Como era de se esperar, Marcelo Camelo vira a página do ótimo Sou (2008) sem medo de começar do zero, a sina do artista. O próximo capítulo, Toque Dela, foi marcado pela mudança do compositor para São Paulo, onde passou a viver com a esposa, a jovem cantora Mallu Magalhães. Esteticamente, o fator geográfico se provou fundamental: enquanto Sou exprime, de maneira intimista, um Rio de Janeiro saudoso e acolhedor, Toque Dela é mais tenaz e expansivo, traduzindo a experiência do indivíduo na metrópole. O trabalho com a canção ficou aquém do disco anterior, alternando momentos simplórios e demasiado intricados. No entanto, o capricho nos arranjos merece destaque, tornando a audição, ainda assim, recompensadora.

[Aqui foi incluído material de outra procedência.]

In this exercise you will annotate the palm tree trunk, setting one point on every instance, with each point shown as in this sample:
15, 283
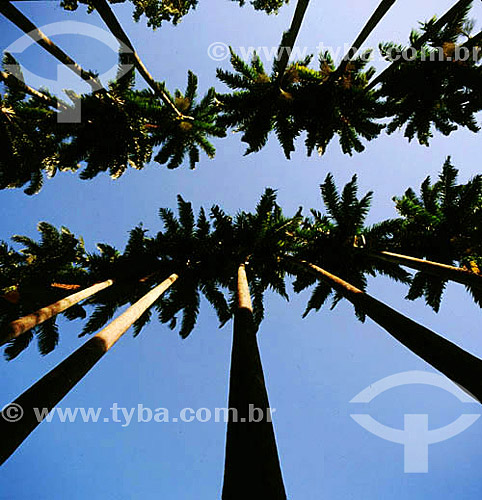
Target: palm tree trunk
252, 467
461, 4
54, 386
9, 78
442, 271
19, 326
289, 38
372, 23
458, 365
22, 22
116, 29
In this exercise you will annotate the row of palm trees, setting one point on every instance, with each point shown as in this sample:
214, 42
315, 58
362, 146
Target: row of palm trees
122, 127
232, 261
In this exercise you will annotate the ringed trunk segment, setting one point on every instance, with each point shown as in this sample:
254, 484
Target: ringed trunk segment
371, 24
23, 23
116, 29
22, 325
442, 271
56, 384
252, 467
289, 38
53, 103
458, 365
461, 4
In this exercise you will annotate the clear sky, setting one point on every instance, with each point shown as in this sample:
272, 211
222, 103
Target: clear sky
313, 367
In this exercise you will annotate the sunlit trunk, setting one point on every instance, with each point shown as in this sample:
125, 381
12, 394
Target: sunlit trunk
252, 467
289, 38
458, 365
54, 386
442, 271
19, 326
115, 28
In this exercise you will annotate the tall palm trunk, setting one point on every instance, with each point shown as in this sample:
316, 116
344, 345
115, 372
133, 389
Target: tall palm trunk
252, 467
22, 22
461, 4
289, 38
19, 326
54, 386
52, 102
442, 271
116, 29
458, 365
371, 24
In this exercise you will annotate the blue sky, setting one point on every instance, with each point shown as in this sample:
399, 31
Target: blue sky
313, 367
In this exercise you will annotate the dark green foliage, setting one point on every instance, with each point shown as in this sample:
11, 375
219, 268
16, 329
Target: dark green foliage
191, 248
157, 11
29, 139
179, 137
434, 89
320, 103
117, 128
28, 280
260, 241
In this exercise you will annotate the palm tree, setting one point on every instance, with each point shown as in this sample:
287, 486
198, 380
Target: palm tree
336, 271
54, 386
26, 280
443, 226
417, 43
184, 245
188, 130
29, 136
115, 28
458, 365
433, 90
288, 40
169, 10
310, 101
371, 24
252, 245
22, 325
23, 23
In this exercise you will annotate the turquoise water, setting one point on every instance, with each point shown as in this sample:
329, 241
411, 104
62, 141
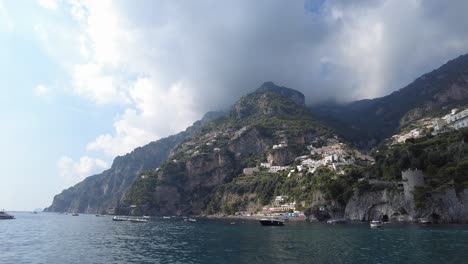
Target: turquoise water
54, 238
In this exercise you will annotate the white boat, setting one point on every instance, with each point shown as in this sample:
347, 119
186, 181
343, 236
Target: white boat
4, 216
137, 220
376, 223
271, 222
424, 221
336, 221
119, 218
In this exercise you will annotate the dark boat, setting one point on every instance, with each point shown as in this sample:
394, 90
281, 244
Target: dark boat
4, 215
119, 218
271, 222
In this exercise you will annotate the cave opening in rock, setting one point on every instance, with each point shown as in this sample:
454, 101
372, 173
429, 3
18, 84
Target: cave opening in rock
385, 218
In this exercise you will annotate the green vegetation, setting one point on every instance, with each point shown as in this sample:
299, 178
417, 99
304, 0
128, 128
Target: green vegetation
141, 191
298, 187
443, 158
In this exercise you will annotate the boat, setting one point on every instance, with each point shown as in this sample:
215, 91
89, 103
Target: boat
336, 221
119, 218
4, 216
424, 221
271, 222
376, 223
137, 220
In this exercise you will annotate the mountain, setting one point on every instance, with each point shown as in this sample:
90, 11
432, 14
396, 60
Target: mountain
102, 193
269, 126
367, 122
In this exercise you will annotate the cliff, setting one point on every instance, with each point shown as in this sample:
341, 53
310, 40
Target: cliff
368, 122
190, 180
103, 193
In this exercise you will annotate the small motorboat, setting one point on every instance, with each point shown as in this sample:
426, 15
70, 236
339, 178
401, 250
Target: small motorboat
119, 218
271, 222
5, 216
424, 221
336, 221
376, 223
137, 220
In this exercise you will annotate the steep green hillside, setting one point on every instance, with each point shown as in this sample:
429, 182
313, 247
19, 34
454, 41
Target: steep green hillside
187, 182
102, 193
367, 122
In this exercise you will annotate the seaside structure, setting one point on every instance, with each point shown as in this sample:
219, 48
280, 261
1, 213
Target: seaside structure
453, 120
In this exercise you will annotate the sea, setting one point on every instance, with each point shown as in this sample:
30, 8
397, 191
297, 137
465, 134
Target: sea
61, 238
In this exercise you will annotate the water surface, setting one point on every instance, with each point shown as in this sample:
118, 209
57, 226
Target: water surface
59, 238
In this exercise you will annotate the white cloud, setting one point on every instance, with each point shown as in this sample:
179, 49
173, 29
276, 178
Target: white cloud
48, 4
42, 90
6, 22
167, 62
73, 172
92, 82
154, 108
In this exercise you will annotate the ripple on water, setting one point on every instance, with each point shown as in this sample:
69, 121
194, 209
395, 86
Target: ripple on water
54, 238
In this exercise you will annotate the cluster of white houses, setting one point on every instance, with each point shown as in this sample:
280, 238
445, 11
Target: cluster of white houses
333, 155
454, 120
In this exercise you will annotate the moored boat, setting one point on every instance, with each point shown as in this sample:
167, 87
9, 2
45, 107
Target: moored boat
4, 216
424, 221
119, 218
336, 221
376, 223
137, 220
271, 222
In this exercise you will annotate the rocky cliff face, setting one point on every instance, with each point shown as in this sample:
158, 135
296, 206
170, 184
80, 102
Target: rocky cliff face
103, 193
186, 183
445, 206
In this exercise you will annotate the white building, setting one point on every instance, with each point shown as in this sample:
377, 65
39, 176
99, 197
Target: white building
454, 120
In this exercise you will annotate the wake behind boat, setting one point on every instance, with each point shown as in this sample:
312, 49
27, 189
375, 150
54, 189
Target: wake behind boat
138, 220
119, 218
5, 216
376, 223
271, 222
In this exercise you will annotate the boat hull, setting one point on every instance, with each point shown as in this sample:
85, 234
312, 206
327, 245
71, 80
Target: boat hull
271, 222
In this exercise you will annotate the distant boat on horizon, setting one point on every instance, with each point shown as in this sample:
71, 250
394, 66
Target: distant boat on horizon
5, 216
271, 222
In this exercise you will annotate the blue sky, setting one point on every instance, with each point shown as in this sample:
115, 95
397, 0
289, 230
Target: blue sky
84, 81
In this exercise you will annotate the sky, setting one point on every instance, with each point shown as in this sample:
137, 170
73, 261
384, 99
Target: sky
84, 81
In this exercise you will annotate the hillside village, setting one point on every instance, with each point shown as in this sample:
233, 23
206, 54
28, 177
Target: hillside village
453, 120
324, 152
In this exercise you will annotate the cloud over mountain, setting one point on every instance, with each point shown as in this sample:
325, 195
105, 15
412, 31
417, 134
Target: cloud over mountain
167, 62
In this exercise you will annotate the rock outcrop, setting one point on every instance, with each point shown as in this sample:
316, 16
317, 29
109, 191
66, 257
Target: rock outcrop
103, 193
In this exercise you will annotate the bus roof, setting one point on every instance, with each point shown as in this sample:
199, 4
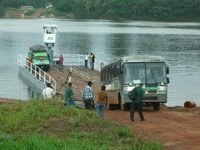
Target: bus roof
142, 58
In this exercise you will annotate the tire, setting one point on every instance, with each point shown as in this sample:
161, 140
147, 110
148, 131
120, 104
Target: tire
156, 106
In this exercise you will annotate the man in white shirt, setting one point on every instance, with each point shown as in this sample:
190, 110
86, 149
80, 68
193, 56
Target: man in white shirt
48, 92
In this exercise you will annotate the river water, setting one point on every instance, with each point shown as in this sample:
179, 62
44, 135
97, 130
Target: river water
178, 43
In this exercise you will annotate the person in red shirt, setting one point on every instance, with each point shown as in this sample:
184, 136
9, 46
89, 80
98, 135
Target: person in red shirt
61, 59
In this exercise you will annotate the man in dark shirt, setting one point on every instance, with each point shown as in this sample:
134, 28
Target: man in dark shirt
136, 103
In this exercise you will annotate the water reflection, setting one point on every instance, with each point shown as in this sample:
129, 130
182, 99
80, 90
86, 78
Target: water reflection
178, 43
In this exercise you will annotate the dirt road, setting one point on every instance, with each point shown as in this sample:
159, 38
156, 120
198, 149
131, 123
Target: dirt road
176, 128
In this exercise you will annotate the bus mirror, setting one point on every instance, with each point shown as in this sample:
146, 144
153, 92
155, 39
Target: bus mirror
167, 70
168, 80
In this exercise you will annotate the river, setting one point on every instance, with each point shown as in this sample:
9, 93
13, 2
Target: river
178, 43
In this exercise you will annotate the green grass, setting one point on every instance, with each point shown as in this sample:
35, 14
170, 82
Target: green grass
49, 125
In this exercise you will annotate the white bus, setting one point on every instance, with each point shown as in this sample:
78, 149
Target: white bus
123, 75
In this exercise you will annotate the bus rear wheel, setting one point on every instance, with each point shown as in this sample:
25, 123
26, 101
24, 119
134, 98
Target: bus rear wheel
156, 106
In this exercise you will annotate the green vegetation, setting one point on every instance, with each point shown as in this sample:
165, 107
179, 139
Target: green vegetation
162, 10
49, 125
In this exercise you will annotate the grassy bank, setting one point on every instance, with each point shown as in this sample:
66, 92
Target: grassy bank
49, 125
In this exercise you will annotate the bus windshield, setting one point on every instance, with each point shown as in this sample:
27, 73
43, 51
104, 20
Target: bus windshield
148, 72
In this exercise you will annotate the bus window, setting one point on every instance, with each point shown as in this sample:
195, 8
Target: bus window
155, 72
134, 71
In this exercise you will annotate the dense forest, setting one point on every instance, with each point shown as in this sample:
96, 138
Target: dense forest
162, 10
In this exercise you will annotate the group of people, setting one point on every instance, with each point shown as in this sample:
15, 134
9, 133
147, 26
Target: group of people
88, 98
89, 58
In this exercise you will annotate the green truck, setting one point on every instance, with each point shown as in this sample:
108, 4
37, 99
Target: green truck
39, 56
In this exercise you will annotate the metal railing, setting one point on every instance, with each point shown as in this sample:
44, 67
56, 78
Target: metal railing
78, 60
34, 70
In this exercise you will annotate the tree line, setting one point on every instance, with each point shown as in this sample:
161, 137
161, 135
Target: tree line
158, 10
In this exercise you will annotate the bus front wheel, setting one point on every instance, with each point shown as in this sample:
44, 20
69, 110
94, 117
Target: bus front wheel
156, 106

A primeira canção a ser divulgada pelo autor foi “Ôô”, de caráter tão simples quanto sugere o título, um bom convite ao ouvinte. Os melhores momentos ficam por conta de “Acostumar”, “Pra te Acalmar” e “Tudo que você quiser”. A abertura, “A Noite”, também merece atenção pela boa melodia e pelas variadas nuances do arranjo. Além disso, a escolha de “Despedida” para o repertório, canção anteriormente gravada por Maria Rita, mostrou-se adequada à atmosfera do disco, recebendo uma boa leitura de seu autor. Contudo, o compositor não obteve o mesmo sucesso com as canções mais ambiciosas. “Três Dias” é, musicalmente, confusa e, poeticamente, fraca, o que se evidencia pelo deslocamento do acento tônico em “Minas Gerais”, justamente o nome do estado que a canção pretendeu homenagear. “Pretinha” inicia repentinamente, e os saltos abruptos da melodia se alternam com trechos de monotonia. “Vermelho” peca pela longa duração, apesar do interessante material musical. Finalizando o disco, “Meu Amor é Teu” é uma radicalização do príncipio de simplicidade aplicado a canções como “Ôô” e “Pra te Acalmar”, sob o risco de tropeçar no simplório.
Assim como acontece no disco anterior, os arranjos de Toque Dela são muito bem construídos. A sonoridade do Hurtmold continua a definir a estética das canções, e Camelo também contribui significativamente com seu violão e sua guitarra. Por outro lado, o desempenho vocal do compositor deixou a desejar em alguns momentos, principalmente em trechos constituídos por grandes saltos visando notas altas.
Toque Dela evidencia a disposição de Marcelo Camelo para o trabalho com o novo, além de ratificar o compromisso do artista com a unidade estética de seus discos. A julgar pelo ciclo de canções, Toque Dela não possui a qualidade de Sou. Ainda assim, trata-se de um álbum sério, bem acabado e, portanto, merecedor de uma audição atenta.